Before you jump to Quinoa, lentils and chorizo  salad recipe, you may want to read this short interesting healthy tips about Wholesome Energy Snacks.

We all know that eating healthy foods can help us really feel better within our bodies. If we eat more healthy foods and a lesser amount of of the bad ones we generally feel much better. A salad tends to make us feel better than a piece of pizza (physically in any case). Choosing healthier food choices can be challenging when it’s snack time. Finding snacks that really help us feel better and boost our stamina often involves lots of shopping and scrupulous reading of labels. There’s nothing like one of these healthy foods when you need an energy-boosting snack.

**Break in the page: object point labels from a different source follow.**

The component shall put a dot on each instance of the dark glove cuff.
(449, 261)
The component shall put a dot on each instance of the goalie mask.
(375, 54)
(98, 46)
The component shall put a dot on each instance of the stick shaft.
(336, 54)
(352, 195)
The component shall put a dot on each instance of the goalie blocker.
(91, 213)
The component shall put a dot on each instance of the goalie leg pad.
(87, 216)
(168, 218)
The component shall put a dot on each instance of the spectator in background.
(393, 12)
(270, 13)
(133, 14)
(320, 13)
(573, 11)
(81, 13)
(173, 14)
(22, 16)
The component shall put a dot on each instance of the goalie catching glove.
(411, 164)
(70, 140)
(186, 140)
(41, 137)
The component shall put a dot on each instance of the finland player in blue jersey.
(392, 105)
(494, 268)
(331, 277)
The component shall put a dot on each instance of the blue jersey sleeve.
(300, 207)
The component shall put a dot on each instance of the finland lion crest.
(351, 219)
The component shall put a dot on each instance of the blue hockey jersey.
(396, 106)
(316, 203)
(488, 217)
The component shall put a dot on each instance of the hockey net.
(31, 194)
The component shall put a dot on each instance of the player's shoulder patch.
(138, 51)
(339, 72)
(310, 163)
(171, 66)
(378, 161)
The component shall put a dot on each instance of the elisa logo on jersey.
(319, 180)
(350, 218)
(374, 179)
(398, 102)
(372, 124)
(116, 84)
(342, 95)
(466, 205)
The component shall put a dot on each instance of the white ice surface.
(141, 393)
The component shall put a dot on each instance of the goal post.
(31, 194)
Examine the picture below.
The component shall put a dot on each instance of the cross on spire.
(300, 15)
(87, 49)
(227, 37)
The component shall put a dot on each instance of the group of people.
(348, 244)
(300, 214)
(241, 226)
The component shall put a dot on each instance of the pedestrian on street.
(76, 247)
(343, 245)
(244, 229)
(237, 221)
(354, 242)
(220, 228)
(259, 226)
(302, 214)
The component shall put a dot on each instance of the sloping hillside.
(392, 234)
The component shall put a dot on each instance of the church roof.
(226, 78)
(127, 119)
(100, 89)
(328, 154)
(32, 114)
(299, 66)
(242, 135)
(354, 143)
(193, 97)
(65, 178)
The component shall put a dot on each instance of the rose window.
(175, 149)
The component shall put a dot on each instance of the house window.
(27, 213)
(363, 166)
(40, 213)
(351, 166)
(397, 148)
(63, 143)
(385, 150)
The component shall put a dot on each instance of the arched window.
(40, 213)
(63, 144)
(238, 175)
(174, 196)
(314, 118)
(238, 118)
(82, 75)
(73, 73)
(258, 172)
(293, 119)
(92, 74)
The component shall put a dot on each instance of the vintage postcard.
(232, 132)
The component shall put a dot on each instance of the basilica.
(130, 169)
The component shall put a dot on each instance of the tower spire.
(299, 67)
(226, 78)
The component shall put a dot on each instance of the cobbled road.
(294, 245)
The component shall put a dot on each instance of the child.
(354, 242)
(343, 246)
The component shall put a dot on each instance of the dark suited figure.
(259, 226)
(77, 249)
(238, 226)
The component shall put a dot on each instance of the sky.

Whole grain snacks are an outstanding choice for a fast wholesome snack. Starting your morning with a piece of whole grain bread toasted can give you that extra boost you need to get going. When you require a fast snack on your way out the door, don’t forget to look for whole grain chips, pretzels, and crackers. Make the change from refined products including white bread to the healthier whole grain options.

A large assortment of quick health snacks is easily obtainable. Being healthy and balanced doesnt need to be a battle-if you let it, it can be quite simple.

We hope you got insight from reading it, now let’s go back to quinoa, lentils and chorizo  salad recipe. To make quinoa, lentils and chorizo  salad you only need 8 ingredients and 6 steps. Here is how you do it.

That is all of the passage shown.